Przywódcy ChRL będą naciskać więc na talibów, by nie pozwolili, żeby kraj stał się rajem dla ekstremistów, jak podczas ich poprzednich rządów pod koniec lat 90. Chiny twierdzą, że ruchy w Sinciangu wspierane są przez grupy z zewnątrz. Chodzi przede wszystkim o Ruch Islamski Turkiestanu, czyli ujgurską organizację ekstremistyczną, której twórcy chcą utworzyć na terytorium Sinciangu niezależne państwo. Organizacja, która w 2002 r. została dodana przez jeden z komitetów Rady Bezpieczeństwa ONZ do listy organizacji terrorystycznych, swoje korzenie ma właśnie w Afganistanie. Bezpośrednie wsparcie miała otrzymywać w przeszłości zarówno od Al-Kaidy, jak i talibów. Władze w Pekinie obawiają się, że Afganistan pod ich rządami mógłby stać się bezpieczną przystanią dla grupy, która dążyłaby do zemsty na władzach Państwa Środka za ludobójstwo dokonywane na Ujgurach.
Minister spraw zagranicznych Chin Wang Yi podczas lipcowego spotkania z mułłą Abdulem Ghanim Baradarem powiedział, że żywi głęboką nadzieję, iż talibowie „w sposób zdecydowany i skuteczny zerwą wszelkie stosunki z wszystkimi organizacjami terrorystycznymi, w tym z Ruchem Islamskim Turkiestanu”. – Grupa ta stanowi bezpośrednie zagrożenie dla bezpieczeństwa narodowego i integralności terytorialnej Chin – przekonywał.
Teoretycznie Chiny mogłyby więc współpracować w tym zakresie z Amerykanami – obie strony chcą walczyć z terroryzmem.

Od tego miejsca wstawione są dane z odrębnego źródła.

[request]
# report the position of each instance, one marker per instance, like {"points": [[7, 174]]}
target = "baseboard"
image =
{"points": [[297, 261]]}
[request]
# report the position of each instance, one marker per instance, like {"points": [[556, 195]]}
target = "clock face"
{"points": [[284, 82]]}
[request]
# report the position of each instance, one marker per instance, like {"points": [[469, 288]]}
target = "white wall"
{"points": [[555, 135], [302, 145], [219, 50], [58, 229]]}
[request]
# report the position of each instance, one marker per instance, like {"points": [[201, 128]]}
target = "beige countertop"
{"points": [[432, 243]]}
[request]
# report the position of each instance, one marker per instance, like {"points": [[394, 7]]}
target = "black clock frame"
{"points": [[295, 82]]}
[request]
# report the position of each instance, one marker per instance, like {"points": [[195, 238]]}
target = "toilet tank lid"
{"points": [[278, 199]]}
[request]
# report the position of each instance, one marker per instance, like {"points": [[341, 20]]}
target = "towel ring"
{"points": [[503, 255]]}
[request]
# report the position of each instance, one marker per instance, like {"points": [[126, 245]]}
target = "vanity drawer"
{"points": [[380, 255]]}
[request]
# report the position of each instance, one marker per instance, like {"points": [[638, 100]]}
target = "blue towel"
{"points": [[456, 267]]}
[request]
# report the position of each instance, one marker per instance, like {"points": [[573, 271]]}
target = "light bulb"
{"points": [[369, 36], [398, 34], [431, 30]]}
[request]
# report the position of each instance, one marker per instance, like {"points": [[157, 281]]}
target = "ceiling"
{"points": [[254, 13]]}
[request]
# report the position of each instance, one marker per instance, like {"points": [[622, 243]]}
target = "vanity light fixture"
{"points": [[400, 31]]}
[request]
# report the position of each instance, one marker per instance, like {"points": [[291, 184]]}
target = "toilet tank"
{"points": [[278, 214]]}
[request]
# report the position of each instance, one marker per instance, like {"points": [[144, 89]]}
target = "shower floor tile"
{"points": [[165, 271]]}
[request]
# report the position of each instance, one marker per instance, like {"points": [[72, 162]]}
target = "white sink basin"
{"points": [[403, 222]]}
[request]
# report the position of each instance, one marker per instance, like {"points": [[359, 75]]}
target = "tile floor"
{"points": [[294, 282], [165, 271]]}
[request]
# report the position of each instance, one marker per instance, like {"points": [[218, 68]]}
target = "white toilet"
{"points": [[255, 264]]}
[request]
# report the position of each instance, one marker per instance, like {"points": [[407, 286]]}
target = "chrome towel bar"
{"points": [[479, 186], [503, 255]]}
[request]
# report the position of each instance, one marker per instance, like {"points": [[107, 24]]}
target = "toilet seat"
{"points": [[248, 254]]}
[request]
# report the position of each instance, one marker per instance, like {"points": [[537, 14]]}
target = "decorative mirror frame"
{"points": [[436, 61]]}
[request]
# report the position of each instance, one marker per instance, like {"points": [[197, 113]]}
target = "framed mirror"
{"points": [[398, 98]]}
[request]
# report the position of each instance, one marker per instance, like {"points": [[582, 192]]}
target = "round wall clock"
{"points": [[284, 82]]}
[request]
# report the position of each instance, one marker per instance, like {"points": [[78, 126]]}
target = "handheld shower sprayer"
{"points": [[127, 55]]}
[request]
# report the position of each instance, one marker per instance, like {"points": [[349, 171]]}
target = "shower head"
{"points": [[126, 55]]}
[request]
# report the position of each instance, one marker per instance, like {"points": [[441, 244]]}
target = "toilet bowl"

Z niedzielnej rozmowy telefonicznej szefa chińskiej dyplomacji ze swoim amerykańskim odpowiednikiem Antonym Blinkenem wynika, że Chiny potrzebują USA w Afganistanie. Wang Yi wezwał Waszyngton do współpracy ze społecznością międzynarodową, aby pomóc nowemu reżimowi w sprawowaniu władzy. Dodał, że „pośpieszne wycofanie się” USA może umożliwić grupom skrajnym „przegrupowanie się i silniejszy powrót”.
Pekin nie chce, by na jego podwórku funkcjonowało pogrążone w potężnym kryzysie humanitarnym i gospodarczym państwo parias. Spotęgowałoby to jedynie dotychczasowe obawy o bezpieczeństwo, dlatego obie strony będą musiały utrzymać przynajmniej minimalny poziom współpracy.